- Apr 5, 2017 at 8:26 am #3461612
Randy MartinBPL Member
So I am looking to purchase boots for Spring snow climbs in Colorado but thinking that it would be nice if those same boots served well for colder climbs like Mt. Rainier that may be in the future. Uninsulated boots like Scarpa Triolet Pro GTX boots can be had for around $260 whereas insulated boots like La Sportiva Nepal Cube GTX can handle both situations but at 2x the price. My initial thought is to go with something less expensive that will work well for Colorado snow climbs where insulation is less important and make sure I am all in on steeper snow/ice/glacier adventures before spilling twice the price.
Interested in the communities thoughts were you in this situation. Also interested in how often you have done a snow climb in lightly insulated boots and regretted it.
FYI, I already have warm winter boots for snowshoeing and so this is really looking at more technical (capable of use with a crampon) footwear.Apr 12, 2017 at 2:46 pm #3462888
David MBPL Member
Depends on how cold your feet run. Mine run cold and I’ve used insulated mountaineering boots (Salewa pro guide) for both Rainier and spring snow with no regrets. Other buddies that are blessed with warmer feet have used uninsulated boots for those, but my feet would have been uncomfortably cold.
I don’t own uninsulated mountaineering boots but would probably get them for low-elevation summer mountaineering (i.e. Cascades).Apr 12, 2017 at 3:00 pm #3462891
Lester MooreBPL Member
@satoriLocale: Olympic Peninsula, WA
Uninsulated mountaineering boots are likely fine for late Spring and summer snow climbs in Colorado unless you have cold feet. If it’s an easy snow slope in mild weather, then even light hikers with strap-on crampons provide enough support. For steeper, icier or more sustained climbs, light mountain boots are ideal. If it’s early Spring (like now), I’d choose my double boots (insulated) for snowy peak climbs in Colorado. A big benefit of most mountain boots is the ability to use hybrid crampons – much quicker and easier to don and remove than strap-on’s, especially while wearing gloves. And most insulted mountain boots will accept step-in crampons.

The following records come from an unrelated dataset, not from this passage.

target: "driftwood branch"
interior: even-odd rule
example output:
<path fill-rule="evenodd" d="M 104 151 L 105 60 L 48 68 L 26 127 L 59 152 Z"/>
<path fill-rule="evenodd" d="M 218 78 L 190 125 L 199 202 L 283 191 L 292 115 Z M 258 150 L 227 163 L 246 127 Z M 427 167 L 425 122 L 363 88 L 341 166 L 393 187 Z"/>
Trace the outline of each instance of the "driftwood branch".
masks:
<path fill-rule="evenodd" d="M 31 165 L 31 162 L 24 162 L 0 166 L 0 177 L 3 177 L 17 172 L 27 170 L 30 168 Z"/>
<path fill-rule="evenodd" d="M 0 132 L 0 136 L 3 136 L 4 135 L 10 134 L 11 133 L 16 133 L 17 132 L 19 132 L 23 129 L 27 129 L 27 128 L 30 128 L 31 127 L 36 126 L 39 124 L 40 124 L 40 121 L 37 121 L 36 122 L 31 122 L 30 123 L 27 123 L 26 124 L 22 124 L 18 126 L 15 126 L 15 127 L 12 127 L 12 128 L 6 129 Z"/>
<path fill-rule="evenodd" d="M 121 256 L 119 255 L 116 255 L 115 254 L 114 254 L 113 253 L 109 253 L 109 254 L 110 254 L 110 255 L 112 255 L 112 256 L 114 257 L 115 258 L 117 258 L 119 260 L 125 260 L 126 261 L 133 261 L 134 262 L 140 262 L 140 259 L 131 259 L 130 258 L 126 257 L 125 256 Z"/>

For Rainier in summer, light mountaineering boots have been cool but tolerable for me in July in good weather. But it can get into the 20’s on the summit in summer, so insulated boots are not a bad option and many people choose to use them. I would at least get something that will accept a heel bail for using hybrid crampons.May 28, 2017 at 10:29 pm #3470297
jared hBPL Member
might be too late to chime in, but i have used the Salewa Raven 2 throughout the Cascades spring-fall, and winters at lower elevations. plenty of room to wear really thick wool socks if i need…comfortable around 0 but have not used them lower yet so not sure how low i can go. also work well with semi-auto crampons. can usually get them on sale (mine were 220 from…maybe wilderness exchange?